Petition updateRetirez le Wittenberg Judensau! (French)

"Judensau" au tribunal

Wittenberg Judensau campaign other languages
6 Jan 2020

to donate for legal costs - http://bit.ly/36w9ZnL

"Judensau" au tribunal

Le Wittenberger Schmähplastik est à nouveau disputé. L'emballage serait-il utile?

STEPHAN KOSCH

Photo: dpa / Hendrik Schmidt

Le mémorial du sculpteur Wieland Schmiedel au pied de l'église.

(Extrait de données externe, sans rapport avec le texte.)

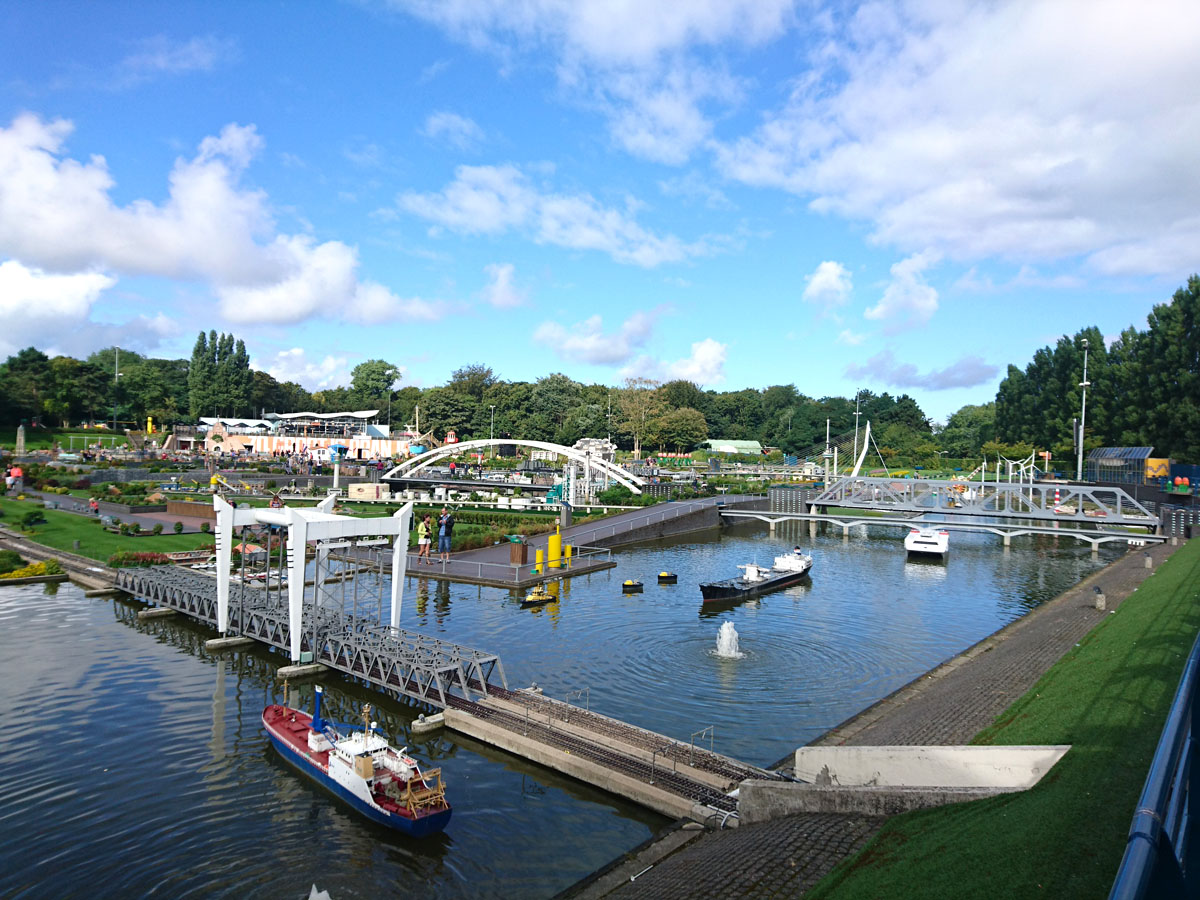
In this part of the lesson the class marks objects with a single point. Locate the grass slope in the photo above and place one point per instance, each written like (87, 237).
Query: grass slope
(1065, 838)
(61, 529)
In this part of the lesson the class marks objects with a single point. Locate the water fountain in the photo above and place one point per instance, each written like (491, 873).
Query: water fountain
(727, 642)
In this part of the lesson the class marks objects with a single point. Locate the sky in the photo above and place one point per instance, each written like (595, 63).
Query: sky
(900, 197)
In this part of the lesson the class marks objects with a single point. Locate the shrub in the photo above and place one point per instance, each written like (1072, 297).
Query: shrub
(51, 567)
(10, 561)
(34, 517)
(129, 558)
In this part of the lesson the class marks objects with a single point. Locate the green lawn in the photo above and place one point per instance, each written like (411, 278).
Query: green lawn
(45, 438)
(61, 529)
(1065, 838)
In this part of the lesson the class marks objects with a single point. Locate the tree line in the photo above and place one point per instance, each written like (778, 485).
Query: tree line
(1144, 387)
(120, 384)
(1144, 390)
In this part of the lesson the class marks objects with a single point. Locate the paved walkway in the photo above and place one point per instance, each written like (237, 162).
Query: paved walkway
(948, 705)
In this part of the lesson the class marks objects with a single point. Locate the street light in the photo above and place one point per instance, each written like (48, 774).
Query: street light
(858, 395)
(1083, 417)
(391, 389)
(117, 373)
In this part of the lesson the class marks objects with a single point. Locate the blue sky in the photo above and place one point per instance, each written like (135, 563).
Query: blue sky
(894, 196)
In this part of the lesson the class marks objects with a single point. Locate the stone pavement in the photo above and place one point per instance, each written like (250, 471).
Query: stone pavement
(948, 705)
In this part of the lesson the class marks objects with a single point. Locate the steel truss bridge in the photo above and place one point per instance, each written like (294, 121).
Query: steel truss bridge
(1097, 515)
(401, 663)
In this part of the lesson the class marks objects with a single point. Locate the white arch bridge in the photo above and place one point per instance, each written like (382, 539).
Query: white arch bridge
(583, 457)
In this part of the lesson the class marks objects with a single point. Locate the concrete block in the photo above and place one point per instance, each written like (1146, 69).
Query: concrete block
(1009, 767)
(425, 724)
(301, 671)
(227, 643)
(766, 801)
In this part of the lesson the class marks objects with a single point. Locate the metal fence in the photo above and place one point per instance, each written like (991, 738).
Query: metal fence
(511, 573)
(1161, 861)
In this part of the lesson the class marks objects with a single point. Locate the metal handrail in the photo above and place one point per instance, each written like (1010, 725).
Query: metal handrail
(1161, 859)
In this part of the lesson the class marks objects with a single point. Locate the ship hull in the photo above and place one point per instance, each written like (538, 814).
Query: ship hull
(739, 588)
(300, 760)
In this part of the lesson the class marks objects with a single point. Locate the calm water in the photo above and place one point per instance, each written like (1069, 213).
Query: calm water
(136, 762)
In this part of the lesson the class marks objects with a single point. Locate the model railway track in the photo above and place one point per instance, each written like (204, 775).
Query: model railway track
(88, 571)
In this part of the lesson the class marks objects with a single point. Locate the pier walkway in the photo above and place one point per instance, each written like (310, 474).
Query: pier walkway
(673, 778)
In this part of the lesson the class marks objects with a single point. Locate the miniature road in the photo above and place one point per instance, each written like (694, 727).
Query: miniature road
(948, 705)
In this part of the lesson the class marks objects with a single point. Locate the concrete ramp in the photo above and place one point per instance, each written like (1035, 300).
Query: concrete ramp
(887, 780)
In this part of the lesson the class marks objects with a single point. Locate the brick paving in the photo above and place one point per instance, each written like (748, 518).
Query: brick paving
(948, 705)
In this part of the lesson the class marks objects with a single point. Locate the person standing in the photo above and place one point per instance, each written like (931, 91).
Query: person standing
(423, 540)
(445, 531)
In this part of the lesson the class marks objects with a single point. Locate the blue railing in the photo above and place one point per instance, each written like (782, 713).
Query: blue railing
(1159, 859)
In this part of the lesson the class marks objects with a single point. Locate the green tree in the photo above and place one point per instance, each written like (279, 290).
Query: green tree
(967, 430)
(202, 373)
(473, 381)
(682, 430)
(371, 384)
(27, 384)
(639, 403)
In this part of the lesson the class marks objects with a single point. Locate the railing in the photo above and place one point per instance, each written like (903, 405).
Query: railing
(1161, 859)
(504, 571)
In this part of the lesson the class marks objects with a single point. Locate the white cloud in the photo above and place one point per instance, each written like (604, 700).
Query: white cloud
(40, 310)
(705, 365)
(1024, 130)
(851, 339)
(587, 342)
(631, 60)
(161, 55)
(456, 130)
(491, 199)
(57, 215)
(501, 291)
(907, 300)
(965, 372)
(695, 186)
(828, 287)
(294, 366)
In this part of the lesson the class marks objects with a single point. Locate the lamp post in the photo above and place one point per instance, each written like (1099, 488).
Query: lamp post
(117, 375)
(1083, 417)
(391, 389)
(858, 396)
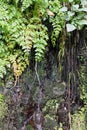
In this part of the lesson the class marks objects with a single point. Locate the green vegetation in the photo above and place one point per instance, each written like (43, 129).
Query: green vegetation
(29, 30)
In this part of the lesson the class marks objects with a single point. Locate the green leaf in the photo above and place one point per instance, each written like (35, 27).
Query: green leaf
(63, 9)
(70, 27)
(82, 22)
(75, 7)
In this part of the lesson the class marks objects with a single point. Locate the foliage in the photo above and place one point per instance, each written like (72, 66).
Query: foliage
(3, 107)
(75, 14)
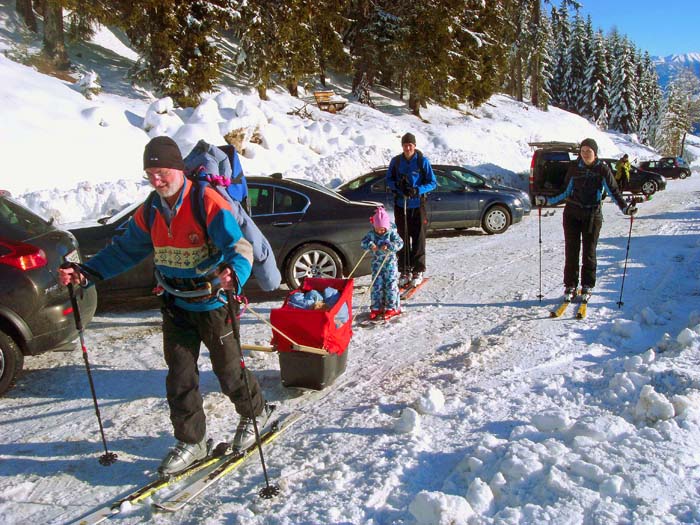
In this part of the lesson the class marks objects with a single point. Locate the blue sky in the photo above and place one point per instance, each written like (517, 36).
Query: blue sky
(662, 27)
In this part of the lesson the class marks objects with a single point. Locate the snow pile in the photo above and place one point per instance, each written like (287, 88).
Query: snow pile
(557, 467)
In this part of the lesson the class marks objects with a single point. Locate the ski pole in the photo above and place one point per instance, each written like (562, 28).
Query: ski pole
(407, 241)
(624, 271)
(269, 491)
(369, 290)
(364, 254)
(108, 457)
(539, 221)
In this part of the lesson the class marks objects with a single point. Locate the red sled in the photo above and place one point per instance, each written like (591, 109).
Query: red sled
(299, 331)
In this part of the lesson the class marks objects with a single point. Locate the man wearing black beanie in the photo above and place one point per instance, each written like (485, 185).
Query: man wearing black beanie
(198, 268)
(410, 177)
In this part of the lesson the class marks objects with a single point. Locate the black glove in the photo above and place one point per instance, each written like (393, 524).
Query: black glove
(630, 209)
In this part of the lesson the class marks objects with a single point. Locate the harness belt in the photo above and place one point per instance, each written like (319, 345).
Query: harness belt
(201, 291)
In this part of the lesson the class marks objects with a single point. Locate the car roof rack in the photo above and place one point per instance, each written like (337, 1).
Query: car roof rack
(555, 145)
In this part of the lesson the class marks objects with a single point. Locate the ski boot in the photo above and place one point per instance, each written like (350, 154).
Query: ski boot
(181, 456)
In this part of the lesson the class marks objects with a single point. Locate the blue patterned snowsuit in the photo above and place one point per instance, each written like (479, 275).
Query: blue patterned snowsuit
(385, 291)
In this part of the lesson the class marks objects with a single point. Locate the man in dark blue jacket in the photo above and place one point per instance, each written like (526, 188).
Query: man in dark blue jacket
(410, 176)
(587, 180)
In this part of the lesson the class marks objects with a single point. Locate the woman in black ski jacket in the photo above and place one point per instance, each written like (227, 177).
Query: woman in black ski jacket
(587, 178)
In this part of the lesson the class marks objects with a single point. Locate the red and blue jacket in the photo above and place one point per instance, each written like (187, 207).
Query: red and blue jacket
(181, 248)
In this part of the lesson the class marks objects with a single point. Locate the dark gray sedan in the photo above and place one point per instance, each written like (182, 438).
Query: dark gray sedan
(462, 199)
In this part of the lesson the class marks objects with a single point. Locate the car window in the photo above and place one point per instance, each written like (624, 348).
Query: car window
(260, 199)
(379, 185)
(287, 201)
(556, 155)
(18, 223)
(446, 184)
(361, 181)
(468, 178)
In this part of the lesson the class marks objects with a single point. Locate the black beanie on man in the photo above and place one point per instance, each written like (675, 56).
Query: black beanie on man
(408, 138)
(591, 144)
(162, 152)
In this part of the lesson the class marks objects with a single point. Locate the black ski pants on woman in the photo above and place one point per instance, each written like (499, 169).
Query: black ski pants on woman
(183, 333)
(414, 239)
(581, 230)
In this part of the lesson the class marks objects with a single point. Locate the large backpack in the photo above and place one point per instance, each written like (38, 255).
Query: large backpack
(219, 165)
(210, 166)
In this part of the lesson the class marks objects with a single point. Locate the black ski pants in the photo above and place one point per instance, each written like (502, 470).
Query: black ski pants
(581, 230)
(414, 239)
(183, 333)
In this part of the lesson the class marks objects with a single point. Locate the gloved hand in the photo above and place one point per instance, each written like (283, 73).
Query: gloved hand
(630, 209)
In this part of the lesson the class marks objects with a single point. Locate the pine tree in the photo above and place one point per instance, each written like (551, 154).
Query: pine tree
(576, 80)
(623, 94)
(596, 97)
(560, 59)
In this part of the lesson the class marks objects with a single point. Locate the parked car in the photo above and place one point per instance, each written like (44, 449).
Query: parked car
(313, 231)
(551, 160)
(641, 181)
(462, 199)
(35, 311)
(671, 167)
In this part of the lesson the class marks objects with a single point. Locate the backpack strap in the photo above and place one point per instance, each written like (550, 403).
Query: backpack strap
(197, 203)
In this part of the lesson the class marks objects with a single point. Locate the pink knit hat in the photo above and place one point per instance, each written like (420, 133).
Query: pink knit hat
(381, 219)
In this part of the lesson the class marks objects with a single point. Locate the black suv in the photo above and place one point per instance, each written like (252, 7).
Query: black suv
(35, 310)
(551, 160)
(671, 167)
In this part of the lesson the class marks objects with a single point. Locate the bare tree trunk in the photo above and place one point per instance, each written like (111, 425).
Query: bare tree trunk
(535, 81)
(24, 10)
(414, 104)
(54, 44)
(535, 64)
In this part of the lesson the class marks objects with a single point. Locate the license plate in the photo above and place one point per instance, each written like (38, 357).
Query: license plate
(72, 256)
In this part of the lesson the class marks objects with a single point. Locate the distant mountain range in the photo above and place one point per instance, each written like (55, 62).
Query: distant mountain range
(666, 67)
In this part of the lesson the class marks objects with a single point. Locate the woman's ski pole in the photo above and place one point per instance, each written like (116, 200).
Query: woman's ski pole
(108, 457)
(539, 221)
(624, 271)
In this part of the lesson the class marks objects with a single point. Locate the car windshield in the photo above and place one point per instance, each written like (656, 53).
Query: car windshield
(360, 181)
(469, 178)
(318, 187)
(18, 223)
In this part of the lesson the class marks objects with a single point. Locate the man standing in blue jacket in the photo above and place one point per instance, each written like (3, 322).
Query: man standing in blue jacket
(195, 264)
(410, 177)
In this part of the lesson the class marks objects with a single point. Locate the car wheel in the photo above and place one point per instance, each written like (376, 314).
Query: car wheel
(312, 260)
(496, 220)
(11, 361)
(649, 187)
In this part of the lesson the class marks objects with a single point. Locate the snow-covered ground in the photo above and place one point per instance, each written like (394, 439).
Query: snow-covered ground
(475, 407)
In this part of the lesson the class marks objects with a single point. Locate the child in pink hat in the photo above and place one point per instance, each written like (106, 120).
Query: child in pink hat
(383, 241)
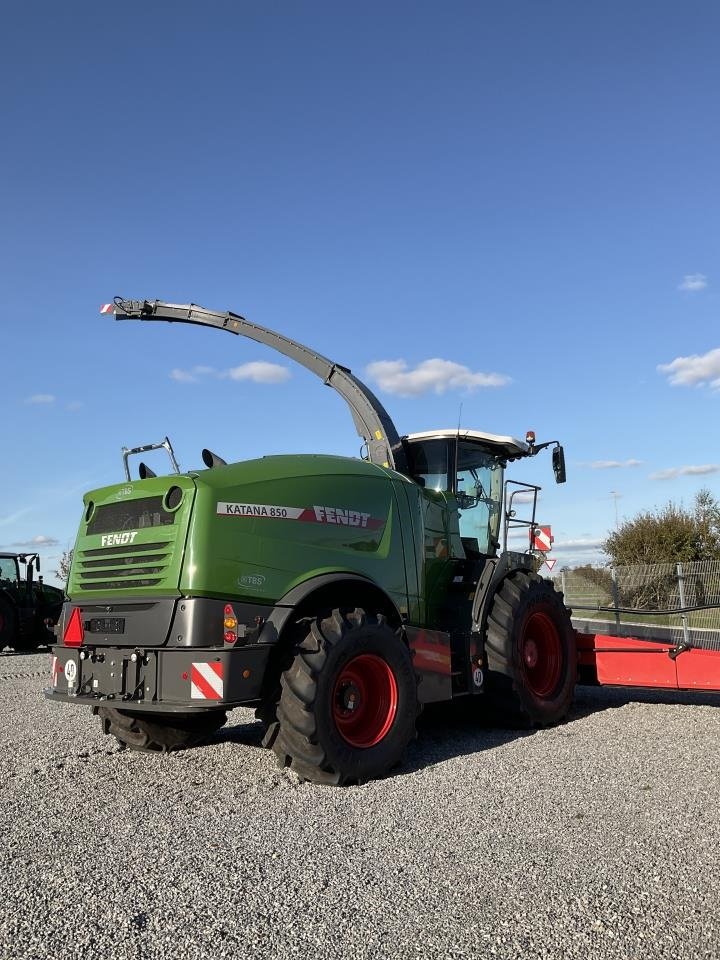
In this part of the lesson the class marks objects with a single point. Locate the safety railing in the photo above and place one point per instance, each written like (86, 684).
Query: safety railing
(678, 602)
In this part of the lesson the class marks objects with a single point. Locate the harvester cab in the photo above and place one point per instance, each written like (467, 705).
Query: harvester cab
(337, 595)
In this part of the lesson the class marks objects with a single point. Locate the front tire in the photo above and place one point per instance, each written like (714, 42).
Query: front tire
(160, 733)
(349, 701)
(531, 654)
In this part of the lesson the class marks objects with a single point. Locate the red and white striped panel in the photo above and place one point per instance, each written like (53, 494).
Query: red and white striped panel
(542, 538)
(206, 681)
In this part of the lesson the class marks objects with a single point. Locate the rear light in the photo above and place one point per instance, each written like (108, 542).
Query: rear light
(229, 624)
(74, 633)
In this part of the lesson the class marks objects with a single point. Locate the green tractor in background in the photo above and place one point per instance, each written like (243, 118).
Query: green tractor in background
(29, 609)
(336, 595)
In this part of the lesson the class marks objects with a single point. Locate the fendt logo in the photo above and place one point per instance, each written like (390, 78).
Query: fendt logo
(117, 539)
(341, 516)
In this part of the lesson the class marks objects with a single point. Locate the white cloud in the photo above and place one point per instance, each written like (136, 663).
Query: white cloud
(690, 471)
(258, 371)
(693, 282)
(41, 398)
(614, 464)
(40, 541)
(695, 370)
(435, 375)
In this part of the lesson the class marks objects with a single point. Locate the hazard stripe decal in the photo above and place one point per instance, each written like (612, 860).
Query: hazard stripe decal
(206, 681)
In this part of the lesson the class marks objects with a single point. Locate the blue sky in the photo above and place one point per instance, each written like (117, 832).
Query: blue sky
(528, 190)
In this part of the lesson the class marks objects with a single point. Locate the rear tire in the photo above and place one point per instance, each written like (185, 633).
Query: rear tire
(8, 626)
(160, 733)
(349, 701)
(531, 654)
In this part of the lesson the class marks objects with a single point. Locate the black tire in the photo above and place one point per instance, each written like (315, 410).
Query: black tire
(531, 654)
(8, 626)
(349, 701)
(161, 733)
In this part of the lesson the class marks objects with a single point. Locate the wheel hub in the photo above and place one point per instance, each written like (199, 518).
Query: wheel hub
(365, 701)
(542, 654)
(530, 653)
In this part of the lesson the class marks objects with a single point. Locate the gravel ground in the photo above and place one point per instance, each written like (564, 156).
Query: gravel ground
(599, 838)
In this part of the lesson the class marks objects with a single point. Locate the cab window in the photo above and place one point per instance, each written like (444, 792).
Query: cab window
(430, 464)
(8, 569)
(479, 496)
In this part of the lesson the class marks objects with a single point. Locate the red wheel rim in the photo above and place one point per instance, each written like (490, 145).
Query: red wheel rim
(541, 654)
(365, 701)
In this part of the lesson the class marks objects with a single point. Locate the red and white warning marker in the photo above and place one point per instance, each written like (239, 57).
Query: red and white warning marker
(206, 681)
(542, 539)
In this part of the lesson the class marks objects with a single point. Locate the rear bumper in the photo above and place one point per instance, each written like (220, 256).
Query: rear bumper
(158, 680)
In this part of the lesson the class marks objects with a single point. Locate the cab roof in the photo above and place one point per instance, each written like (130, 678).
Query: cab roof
(509, 445)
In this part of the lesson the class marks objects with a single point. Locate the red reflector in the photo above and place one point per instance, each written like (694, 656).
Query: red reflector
(74, 633)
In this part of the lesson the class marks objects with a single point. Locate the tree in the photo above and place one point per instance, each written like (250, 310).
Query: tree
(63, 569)
(669, 534)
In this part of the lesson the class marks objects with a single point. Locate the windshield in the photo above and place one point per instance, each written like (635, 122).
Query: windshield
(479, 495)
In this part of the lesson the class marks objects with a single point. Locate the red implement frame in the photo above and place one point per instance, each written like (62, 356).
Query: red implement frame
(632, 662)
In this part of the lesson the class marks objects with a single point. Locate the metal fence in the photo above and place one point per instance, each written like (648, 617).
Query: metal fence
(678, 602)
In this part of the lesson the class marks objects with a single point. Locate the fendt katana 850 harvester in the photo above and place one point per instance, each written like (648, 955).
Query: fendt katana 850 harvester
(336, 595)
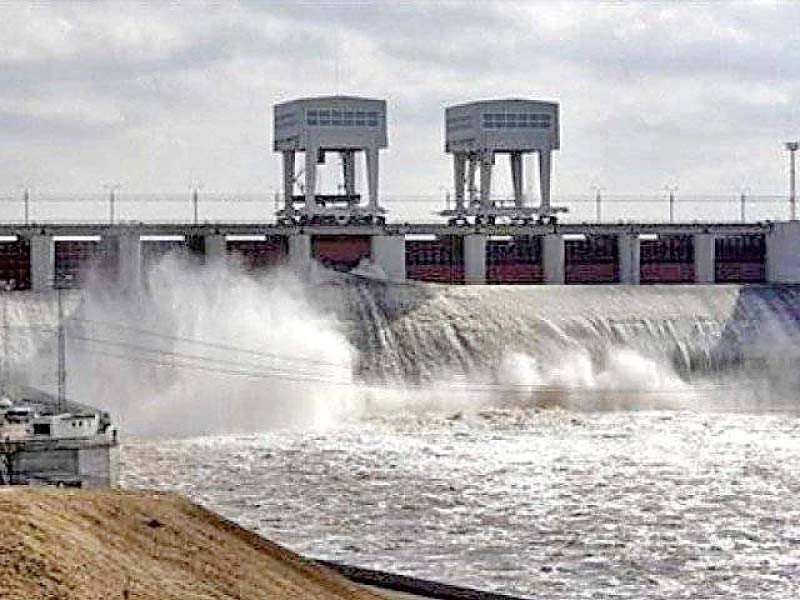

Le 21 janvier, la sculpture abusive anti-juive de l'église de la ville de Wittenberg fera à nouveau l'objet d'un procès devant le tribunal régional supérieur de Naumburg. Quel que soit le jugement à attendre, le nombre de voix appelant à ce que le soulagement soit laissé sur le site de prédication de Luther augmente. Mais la communauté de Wittenberg s'y oppose et se réfère au mémorial existant au pied de l'église. En tant que proposition de compromis, le revêtement est maintenant dans la salle.

L'église évangélique de la ville de Saint-Marien à Wittenberg ne peut pas être surestimée dans sa signification historique pour le protestantisme. Selon la légende, les 95 thèses ont été clouées à quelques pas de la porte de l'église du château. Mais ici, dans l'église de la ville, Martin Luther a prêché, pour la première fois le sacrement a été distribué à la congrégation sous les deux formes, à savoir le pain et le vin. Voici le fameux "Autel de la Réforme" de l'atelier de Cranach. S'il ne s'agissait pas d'une contradiction dans les termes, l'Église serait un «lieu saint de la Réforme», mais c'est sans conteste un lieu iconographique de la théologie luthérienne.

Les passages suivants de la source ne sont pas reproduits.